Could someone please hide the part that I've placed in [hide]? I don't know why it won't work.
 
I've not come across many novels where the letters were addressed to me. :rolleyes:

I thought there were mysteries regarding his grandfather and his fear about the Boughton son and his wife that provided a tension that pulled me through the story. The whole book is a meditation on grace, what it is like to attempt to live a life deserving of grace, even though the reality is grace is given whether you deserve it or not.

BTW: Thanks (I assume Stewart did this?) for moving my post/thread to this thread. I did try to search for a Gilead thread ...
 
I read this earlier this year and already can't remember much about it. I do recall being impressed with the mesmerising language to begin with, though I also remember not much happening (an incident with a horse in a hole in the ground is about all that stands out for me from here). I've kept it though, which must be a good sign...
 
I thought there were mysteries regarding his grandfather and his fear about the Boughton son and his wife that provided a tension that pulled me through the story.
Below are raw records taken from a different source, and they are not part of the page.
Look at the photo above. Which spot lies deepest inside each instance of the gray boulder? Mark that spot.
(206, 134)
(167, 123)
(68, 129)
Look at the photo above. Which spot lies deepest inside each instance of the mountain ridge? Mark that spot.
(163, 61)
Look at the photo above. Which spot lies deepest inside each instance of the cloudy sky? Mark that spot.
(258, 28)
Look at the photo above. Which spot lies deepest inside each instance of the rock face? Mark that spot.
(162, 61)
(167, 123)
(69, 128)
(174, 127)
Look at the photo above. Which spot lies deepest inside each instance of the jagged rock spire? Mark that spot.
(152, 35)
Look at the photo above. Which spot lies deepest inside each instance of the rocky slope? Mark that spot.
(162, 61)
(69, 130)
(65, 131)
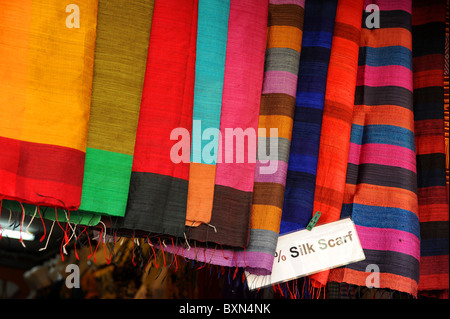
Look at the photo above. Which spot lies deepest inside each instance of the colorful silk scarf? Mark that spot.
(337, 116)
(46, 66)
(209, 77)
(281, 69)
(159, 183)
(244, 67)
(304, 151)
(428, 31)
(381, 191)
(119, 70)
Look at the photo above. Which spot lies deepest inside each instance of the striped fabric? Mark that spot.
(158, 187)
(281, 69)
(428, 31)
(46, 66)
(244, 66)
(446, 91)
(337, 116)
(303, 157)
(381, 191)
(119, 70)
(209, 77)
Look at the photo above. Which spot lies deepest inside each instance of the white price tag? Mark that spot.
(306, 252)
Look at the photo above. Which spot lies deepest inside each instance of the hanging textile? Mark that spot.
(428, 32)
(158, 187)
(209, 76)
(46, 66)
(121, 48)
(337, 116)
(381, 192)
(303, 156)
(281, 71)
(244, 67)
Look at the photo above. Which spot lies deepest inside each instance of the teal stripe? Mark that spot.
(106, 182)
(212, 32)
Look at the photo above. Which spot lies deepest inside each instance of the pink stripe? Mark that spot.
(389, 239)
(382, 154)
(280, 82)
(279, 176)
(388, 5)
(300, 3)
(244, 71)
(395, 75)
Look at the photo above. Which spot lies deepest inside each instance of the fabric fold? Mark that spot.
(428, 18)
(119, 69)
(337, 116)
(311, 88)
(159, 180)
(46, 66)
(235, 169)
(381, 182)
(209, 77)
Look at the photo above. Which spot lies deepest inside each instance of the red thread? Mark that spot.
(98, 244)
(21, 222)
(1, 205)
(75, 244)
(223, 253)
(244, 259)
(43, 224)
(66, 238)
(162, 249)
(174, 254)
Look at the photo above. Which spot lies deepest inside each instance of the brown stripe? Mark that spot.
(328, 196)
(277, 104)
(338, 111)
(286, 15)
(347, 32)
(268, 194)
(230, 217)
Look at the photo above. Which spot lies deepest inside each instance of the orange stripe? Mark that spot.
(283, 123)
(390, 281)
(382, 115)
(284, 37)
(428, 78)
(266, 217)
(376, 38)
(200, 193)
(382, 196)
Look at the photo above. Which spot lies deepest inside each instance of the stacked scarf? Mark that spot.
(119, 70)
(281, 69)
(242, 86)
(428, 31)
(209, 77)
(46, 63)
(303, 156)
(337, 116)
(159, 184)
(380, 193)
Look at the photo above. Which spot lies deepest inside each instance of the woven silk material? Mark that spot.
(281, 67)
(381, 191)
(303, 156)
(45, 93)
(119, 70)
(428, 18)
(212, 33)
(158, 188)
(244, 67)
(337, 115)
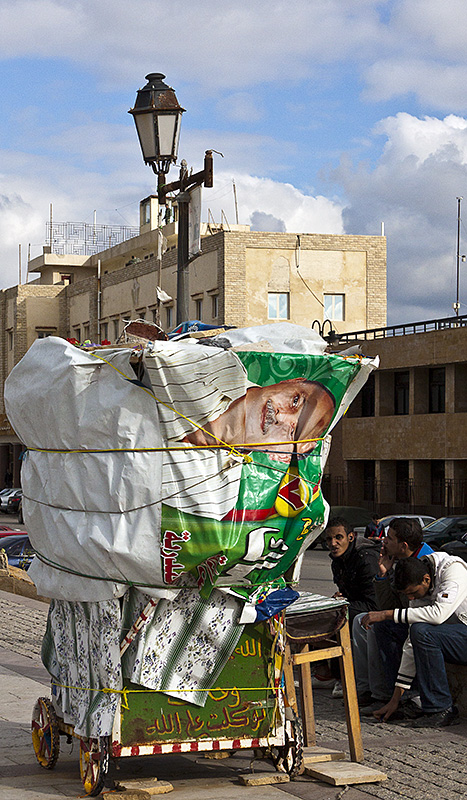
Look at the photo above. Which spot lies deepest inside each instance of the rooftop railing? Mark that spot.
(404, 330)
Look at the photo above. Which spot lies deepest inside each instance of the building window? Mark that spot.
(44, 334)
(278, 305)
(334, 307)
(402, 482)
(401, 392)
(146, 212)
(369, 481)
(169, 317)
(437, 483)
(437, 390)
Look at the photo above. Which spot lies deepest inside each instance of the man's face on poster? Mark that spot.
(286, 412)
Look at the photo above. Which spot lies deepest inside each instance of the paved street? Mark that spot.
(419, 764)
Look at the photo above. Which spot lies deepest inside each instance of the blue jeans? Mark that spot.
(390, 637)
(432, 646)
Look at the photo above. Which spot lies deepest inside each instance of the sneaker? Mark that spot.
(337, 691)
(322, 683)
(365, 698)
(440, 719)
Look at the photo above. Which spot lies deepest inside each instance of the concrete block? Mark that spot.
(263, 778)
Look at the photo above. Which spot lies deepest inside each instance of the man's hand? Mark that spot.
(385, 562)
(388, 710)
(375, 616)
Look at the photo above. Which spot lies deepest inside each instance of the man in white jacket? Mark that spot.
(436, 587)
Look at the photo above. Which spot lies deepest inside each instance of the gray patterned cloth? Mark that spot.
(181, 652)
(184, 646)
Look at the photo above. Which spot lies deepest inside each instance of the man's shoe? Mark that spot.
(365, 698)
(337, 690)
(322, 683)
(375, 705)
(440, 719)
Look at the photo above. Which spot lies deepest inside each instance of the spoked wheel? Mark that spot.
(45, 733)
(289, 757)
(93, 764)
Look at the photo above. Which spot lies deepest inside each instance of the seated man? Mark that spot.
(377, 652)
(436, 588)
(353, 570)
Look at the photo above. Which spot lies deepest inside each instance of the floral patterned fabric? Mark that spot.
(81, 651)
(184, 646)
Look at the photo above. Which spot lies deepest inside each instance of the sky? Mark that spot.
(333, 116)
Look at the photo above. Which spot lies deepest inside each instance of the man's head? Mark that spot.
(412, 577)
(338, 535)
(288, 411)
(403, 538)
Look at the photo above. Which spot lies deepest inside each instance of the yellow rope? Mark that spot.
(125, 692)
(178, 447)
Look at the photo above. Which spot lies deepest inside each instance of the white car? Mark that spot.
(423, 519)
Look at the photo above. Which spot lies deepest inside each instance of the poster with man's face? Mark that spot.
(277, 426)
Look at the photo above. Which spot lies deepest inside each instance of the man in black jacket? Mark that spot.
(353, 569)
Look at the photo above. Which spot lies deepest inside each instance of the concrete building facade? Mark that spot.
(402, 447)
(240, 278)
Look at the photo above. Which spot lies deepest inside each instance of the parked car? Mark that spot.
(13, 502)
(457, 548)
(355, 516)
(444, 530)
(18, 549)
(5, 496)
(423, 519)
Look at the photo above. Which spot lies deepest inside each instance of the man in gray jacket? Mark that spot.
(436, 587)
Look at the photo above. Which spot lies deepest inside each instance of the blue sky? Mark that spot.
(333, 116)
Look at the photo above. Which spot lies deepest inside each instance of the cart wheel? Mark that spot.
(93, 764)
(45, 733)
(289, 757)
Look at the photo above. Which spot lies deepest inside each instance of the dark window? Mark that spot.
(368, 397)
(402, 482)
(437, 390)
(369, 481)
(437, 483)
(401, 392)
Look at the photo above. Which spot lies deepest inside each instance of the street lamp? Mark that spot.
(157, 114)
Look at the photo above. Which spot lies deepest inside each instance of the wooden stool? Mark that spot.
(341, 649)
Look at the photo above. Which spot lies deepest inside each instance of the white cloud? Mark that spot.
(413, 189)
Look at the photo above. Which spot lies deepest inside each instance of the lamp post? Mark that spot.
(157, 114)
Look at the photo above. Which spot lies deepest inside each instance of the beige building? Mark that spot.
(240, 278)
(402, 447)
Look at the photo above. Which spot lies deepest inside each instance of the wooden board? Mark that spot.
(340, 773)
(313, 755)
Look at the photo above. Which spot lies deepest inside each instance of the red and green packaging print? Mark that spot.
(264, 504)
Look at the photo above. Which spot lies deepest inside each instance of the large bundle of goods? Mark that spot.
(181, 476)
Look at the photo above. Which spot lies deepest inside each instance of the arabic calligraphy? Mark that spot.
(232, 714)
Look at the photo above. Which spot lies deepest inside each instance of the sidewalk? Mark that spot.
(419, 763)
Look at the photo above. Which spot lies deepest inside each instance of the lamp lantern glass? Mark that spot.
(157, 114)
That's a good point, Oberon. There was the unknown future of the wife and son that did add some momentum. The rambling reminiscence about the grandfather and his abolitionist activities lost me. As did the walk to Kansas with his father.



The whole book is a meditation on grace, what it is like to attempt to live a life deserving of grace, even though the reality is grace is given whether you deserve it or not.

This is exactly what I took from the novel, yes, that it's a long meditation on grace. Certainly the old man was looking back in appraisal of his life's meaning and his worth, but I think he saw goodness in every life around him, even the Boughton son, and was determining that his efforts at ministering to people from a pulpit were less important than he had once believed. And that maybe grace, while present, requires no giver to be real.
 
I'm tempted to read Housekeeping, although I was really drawn to this particular story.

"I wish I could leave you certain of the images in my mind, because they are so beautiful that I hate to think they will be extinguished when I am ... A moment is such a slight thing, I mean, that its abiding is a most gracious reprieve." (p. 162) This is great stuff!
 
Have any of you read Housekeeping by the same author?

I read it. While I admired the skill of the author as she built up the characters and the setting, I was never able to relate to them emotionally. Too detached, somehow. Was I detached or were they? Both, I think.
 
I enjoyed the book very much. It spoke to the inner part of me in addition to telling its story.
 
I read it. While I admired the skill of the author as she built up the characters and the setting, I was never able to relate to them emotionally. Too detached, somehow. Was I detached or were they? Both, I think.

That was sort of my reaction to Gilead. The prose was beautiful, but the story and the characters never really got to me and the main character felt more like a mouthpiece for Robinson to talk directly to the reader for a little too long. Less of a novel, more of a sermon. Not bad, but not great.
 
I began this one today. So far, so good. It's beginning gently enough, which is just fine with me; it feels kind of - pellucid.
 
I'm in the middle of Gilead and it's pretty darn good so far.

The story seems a sentimental journey of sort, as terminally ill John Ames, trying to write all the things he wishes to pass on to his son, rambles about his life, sharing with his son his joys and his regrets.

He is concerned about things any of would be concerned with should we be in his position. He worries about his son growing up without a father, he has concern for his wife, and he seems concerned about a neighboor haning around that he considers the wrong sort.

I think the story touches me on a personal level because it reminds me of the stories I told my own children when my father passed, and I think about the things I may want to share with my children before my own life ends.

As I said, I'm little more then half way through the book and I really want see where Robinson is taking me.